Broken Family Band - You're Like A Woman
Dan Round 04/10/2006
In the country rock opening of You're Like A Woman, Broken Family Band singer Steven Adams sounds almost desolate. Whining pessimistically that “you didn't ask about my job”, “where I've been” or even his “ex-girlfriend”. Then, 35 seconds in, the acoustics turn into stabby electrics and Adam's tone changes dramatically. “Now she's with a policeman, and that makes her happy, and that makes me happy” he belts before the song steps up again with the band explosively breaking in. Its racy stuff; Country rock? More like post-punk.
The song contains a deep, ongoing wit and later in the song Adam's only worry is that “you ain't got any cigarettes”. Cynical? Miserable? More like up-beat optimism and light-hearted humour. Track 2, Gavin's Dead is a rumbling, less jump'n'shout kind of song, but that doesn't make it any less of a cracker. Featuring snarling vocals reminiscent of Frank Black and traditional country backing harmonies with a trumpet solo not only keeps interest, but shows how versatile the band really is.

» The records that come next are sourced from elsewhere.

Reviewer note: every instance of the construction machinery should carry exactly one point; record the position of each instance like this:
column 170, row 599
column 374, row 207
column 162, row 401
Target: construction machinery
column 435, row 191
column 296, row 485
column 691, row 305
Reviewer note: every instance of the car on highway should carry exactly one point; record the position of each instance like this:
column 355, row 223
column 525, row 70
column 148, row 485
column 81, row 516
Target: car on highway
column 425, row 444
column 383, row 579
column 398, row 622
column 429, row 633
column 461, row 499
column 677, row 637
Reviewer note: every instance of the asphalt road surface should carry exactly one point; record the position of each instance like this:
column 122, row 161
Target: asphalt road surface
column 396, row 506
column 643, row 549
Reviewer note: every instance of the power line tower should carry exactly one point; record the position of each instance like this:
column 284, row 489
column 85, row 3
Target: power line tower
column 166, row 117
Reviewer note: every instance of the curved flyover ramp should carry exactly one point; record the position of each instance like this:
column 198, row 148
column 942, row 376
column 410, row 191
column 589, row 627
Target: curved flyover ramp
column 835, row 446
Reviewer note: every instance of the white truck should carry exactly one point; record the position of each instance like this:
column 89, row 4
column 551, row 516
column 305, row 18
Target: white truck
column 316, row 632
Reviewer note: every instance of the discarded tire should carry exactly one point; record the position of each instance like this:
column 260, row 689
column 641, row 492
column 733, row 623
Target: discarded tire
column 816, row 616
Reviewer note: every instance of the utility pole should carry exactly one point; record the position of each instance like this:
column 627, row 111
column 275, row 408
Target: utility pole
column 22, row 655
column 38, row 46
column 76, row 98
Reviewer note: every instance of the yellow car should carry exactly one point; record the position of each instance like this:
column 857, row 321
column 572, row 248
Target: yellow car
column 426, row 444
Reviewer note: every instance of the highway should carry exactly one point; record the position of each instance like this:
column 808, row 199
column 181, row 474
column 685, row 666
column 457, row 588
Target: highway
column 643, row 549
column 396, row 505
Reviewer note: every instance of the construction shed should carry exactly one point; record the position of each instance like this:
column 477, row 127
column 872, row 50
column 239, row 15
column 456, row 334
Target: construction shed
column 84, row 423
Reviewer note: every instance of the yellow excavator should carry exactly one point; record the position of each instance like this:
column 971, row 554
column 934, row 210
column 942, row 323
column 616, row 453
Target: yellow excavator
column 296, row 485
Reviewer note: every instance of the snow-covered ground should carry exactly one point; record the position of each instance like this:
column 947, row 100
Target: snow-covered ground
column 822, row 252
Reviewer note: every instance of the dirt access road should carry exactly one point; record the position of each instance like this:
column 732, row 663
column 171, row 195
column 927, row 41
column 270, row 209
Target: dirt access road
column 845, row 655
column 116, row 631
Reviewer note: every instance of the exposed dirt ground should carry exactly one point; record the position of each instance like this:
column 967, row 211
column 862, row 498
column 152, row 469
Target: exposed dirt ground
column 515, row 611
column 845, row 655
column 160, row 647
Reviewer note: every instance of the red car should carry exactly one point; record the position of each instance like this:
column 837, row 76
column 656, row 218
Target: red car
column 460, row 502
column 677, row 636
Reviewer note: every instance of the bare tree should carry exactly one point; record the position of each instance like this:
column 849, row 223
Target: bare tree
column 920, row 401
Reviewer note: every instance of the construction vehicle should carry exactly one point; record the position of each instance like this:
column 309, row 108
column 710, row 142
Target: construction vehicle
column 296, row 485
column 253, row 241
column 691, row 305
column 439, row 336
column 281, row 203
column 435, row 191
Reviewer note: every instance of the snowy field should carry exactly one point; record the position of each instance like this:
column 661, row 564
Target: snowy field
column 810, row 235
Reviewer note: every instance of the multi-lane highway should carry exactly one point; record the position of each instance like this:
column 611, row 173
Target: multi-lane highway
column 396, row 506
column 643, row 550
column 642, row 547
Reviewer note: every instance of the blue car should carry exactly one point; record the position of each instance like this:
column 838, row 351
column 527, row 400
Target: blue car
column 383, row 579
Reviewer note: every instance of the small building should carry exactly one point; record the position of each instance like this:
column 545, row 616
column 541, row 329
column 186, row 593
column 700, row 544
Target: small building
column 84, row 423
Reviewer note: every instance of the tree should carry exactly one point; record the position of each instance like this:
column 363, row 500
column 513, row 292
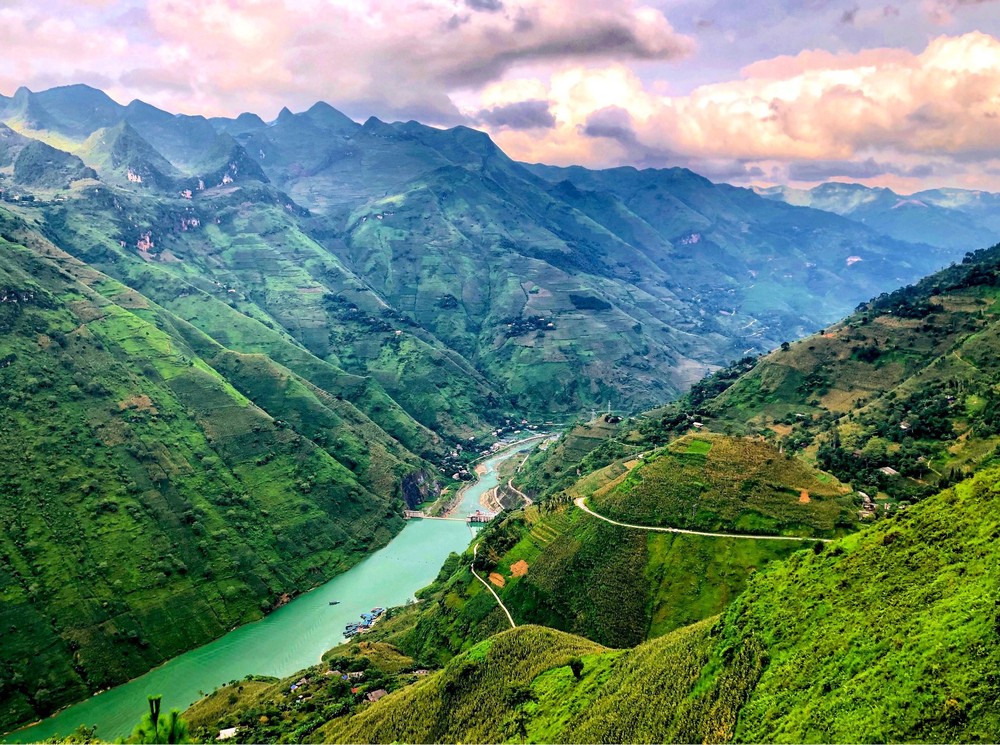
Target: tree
column 156, row 729
column 517, row 698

The closing Poor Little Thing however, is pure Americana-country. If the previous two songs defy the hoedown, simplistic label they've acquired, this makes you re-think about their styling. With basic, minimalist drumming, harmonicas, gentle banjos, female backing and of course, Adam's tender vocals and strumming guitar, it is a beautifully affecting song, in the Jay Farrar mould. Over the tearful acoustics Adams gracefully croons “poor little thing you're such a cliché”. Broken Family Band certainly aren't that; what they are is an innovative, ever-changing country ensemble, and this is a perfect slice of the growing Americana movement. You're Like A Woman showcases why they are so magnificent.